China aims to build trust in E.Asia

Updated: 2007-07-31 17:19

MANILA - Chinese Foreign Minister Yang Jiechi sought on Tuesday to allay lingering worries about China's growth as a power in East Asia, saying it was committed to building partnerships with neighbours and promoting stability.

Major challenges lay ahead for the region, though, including unbalanced economic growth, threats to peace and stability and the need to enhance competitiveness, he told foreign ministers from the Association of Southeast Asian Nations, as well as Japan and South Korea -- a group known as ASEAN+3, that meets annually.

"China is committed to building good-neighbourly relations and partnerships with its neighbours and strengthening cooperation in the region," he said in prepared remarks for delivery in Manila.

The countries in the region should "respect each other and seek common ground while shelving differences".

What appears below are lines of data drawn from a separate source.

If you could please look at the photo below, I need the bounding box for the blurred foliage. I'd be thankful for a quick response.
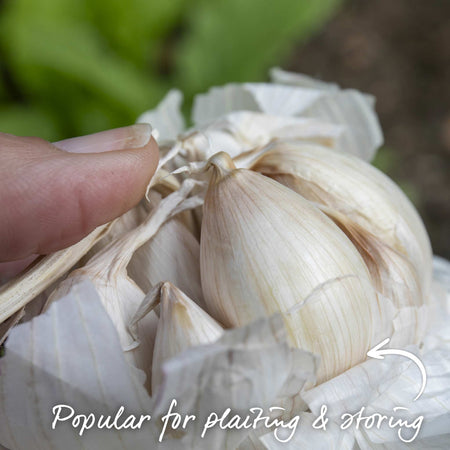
[371,145,423,205]
[0,0,342,140]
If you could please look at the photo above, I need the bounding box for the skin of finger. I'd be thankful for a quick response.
[0,138,158,261]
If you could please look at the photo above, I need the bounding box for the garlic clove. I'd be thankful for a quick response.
[251,142,432,297]
[200,153,377,381]
[130,282,223,392]
[127,219,203,305]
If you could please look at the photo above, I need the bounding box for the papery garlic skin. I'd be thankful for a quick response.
[127,219,203,305]
[200,153,377,381]
[46,264,158,388]
[147,282,223,392]
[251,142,432,297]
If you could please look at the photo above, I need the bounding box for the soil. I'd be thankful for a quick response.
[285,0,450,259]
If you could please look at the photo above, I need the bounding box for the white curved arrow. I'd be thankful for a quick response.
[367,338,427,401]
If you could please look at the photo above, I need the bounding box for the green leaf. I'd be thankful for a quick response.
[0,105,62,140]
[177,0,341,95]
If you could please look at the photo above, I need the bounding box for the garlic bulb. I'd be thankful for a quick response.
[127,219,203,305]
[200,153,377,381]
[130,282,223,392]
[251,142,432,297]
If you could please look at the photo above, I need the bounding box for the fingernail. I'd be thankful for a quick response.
[53,123,152,153]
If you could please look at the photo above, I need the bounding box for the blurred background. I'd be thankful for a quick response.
[0,0,450,258]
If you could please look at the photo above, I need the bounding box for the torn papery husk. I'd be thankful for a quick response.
[261,258,450,450]
[0,282,317,450]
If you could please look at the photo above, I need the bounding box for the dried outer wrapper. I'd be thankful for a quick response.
[47,180,200,388]
[0,223,111,323]
[130,282,223,393]
[127,219,204,306]
[200,154,377,382]
[192,83,383,161]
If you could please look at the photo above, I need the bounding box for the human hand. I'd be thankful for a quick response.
[0,124,158,280]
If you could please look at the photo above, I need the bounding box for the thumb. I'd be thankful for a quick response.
[0,124,158,261]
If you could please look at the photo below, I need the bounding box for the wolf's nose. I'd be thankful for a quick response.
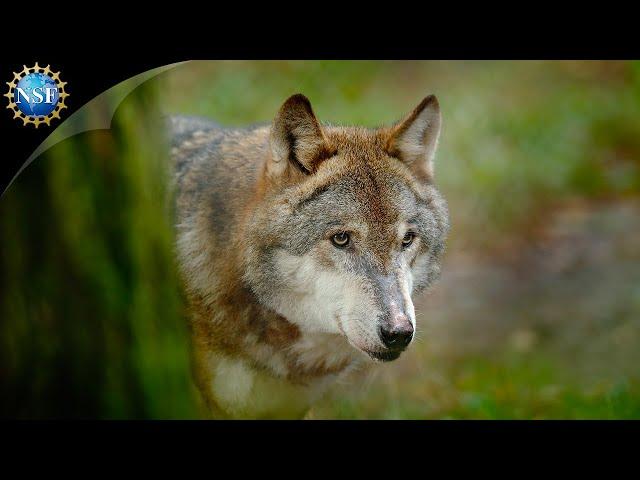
[380,319,413,350]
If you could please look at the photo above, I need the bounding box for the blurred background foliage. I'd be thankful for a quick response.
[0,61,640,418]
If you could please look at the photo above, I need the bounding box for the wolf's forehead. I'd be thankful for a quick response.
[299,165,417,226]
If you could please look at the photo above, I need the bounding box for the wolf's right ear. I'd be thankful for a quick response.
[387,95,442,179]
[267,93,333,177]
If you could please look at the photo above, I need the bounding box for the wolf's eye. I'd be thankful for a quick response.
[402,232,416,248]
[331,232,349,248]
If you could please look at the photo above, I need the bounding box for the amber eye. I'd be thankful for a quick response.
[331,232,349,248]
[402,232,416,248]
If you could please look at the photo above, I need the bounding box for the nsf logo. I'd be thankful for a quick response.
[4,63,69,128]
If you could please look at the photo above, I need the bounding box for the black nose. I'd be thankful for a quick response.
[380,323,413,350]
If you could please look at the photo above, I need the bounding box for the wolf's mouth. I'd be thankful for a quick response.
[367,350,402,362]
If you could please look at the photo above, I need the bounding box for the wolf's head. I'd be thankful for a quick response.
[245,95,448,361]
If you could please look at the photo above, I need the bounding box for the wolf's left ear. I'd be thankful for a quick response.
[267,94,332,176]
[387,95,442,179]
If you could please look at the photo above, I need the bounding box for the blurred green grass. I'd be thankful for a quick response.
[0,61,640,418]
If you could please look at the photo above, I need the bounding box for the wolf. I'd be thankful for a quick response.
[169,94,449,418]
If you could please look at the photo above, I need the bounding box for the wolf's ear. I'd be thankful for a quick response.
[267,93,332,175]
[387,95,441,179]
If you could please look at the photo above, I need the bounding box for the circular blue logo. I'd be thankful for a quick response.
[13,72,60,117]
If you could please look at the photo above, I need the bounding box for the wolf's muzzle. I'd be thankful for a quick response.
[380,314,413,351]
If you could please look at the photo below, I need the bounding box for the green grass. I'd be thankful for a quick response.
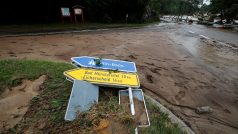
[0,22,157,35]
[141,99,185,134]
[0,60,185,134]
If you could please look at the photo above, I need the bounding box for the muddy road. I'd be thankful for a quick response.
[0,24,238,134]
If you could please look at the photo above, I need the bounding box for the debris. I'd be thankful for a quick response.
[195,106,213,114]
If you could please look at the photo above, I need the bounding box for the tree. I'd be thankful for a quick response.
[86,0,149,22]
[210,0,238,23]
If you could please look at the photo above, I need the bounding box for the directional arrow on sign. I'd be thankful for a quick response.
[64,68,140,87]
[71,56,137,72]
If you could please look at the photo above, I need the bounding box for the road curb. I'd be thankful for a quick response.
[145,95,195,134]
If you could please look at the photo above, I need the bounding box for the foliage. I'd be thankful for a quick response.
[150,0,201,15]
[210,0,238,23]
[86,0,149,22]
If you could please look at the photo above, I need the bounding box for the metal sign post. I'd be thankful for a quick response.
[64,68,140,88]
[128,87,135,115]
[71,56,137,72]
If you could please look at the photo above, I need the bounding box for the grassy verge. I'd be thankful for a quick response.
[0,60,183,134]
[0,23,159,35]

China has worked hard since the early 1990s to transform its ties with Southeast Asia, deepening economic links and trying to dispel deep-seated misgivings about the intentions of the neighbourhood's dominant power.

Southeast Asia is increasingly important to China as a trade partner and also as a transit area for most of the imported resources, including oil, that fuel China's growth.

Security cooperation has deepened, too, and once acrimonious disputes over borders, particularly oil- and gas-rich reef chains in the South China Sea, are now much less of a stumbling block -- in large part because the countries concerned, including China, have toned down their rhetoric.

Opportunities and challenges lay ahead, Yang said.

"Political mutual trust among countries in the region remains to be strengthened. Peace and stability in the region still face threats and challenges. Economic development in our region is unbalanced, and some countries still lag behind in economic and social development," he said.

"The overall competitiveness of East Asia needs to be enhanced, the non-traditional security issues need to be addressed, and the strength of the region as shown in its diversity should be translated into progress in harmonious co-existence and common development."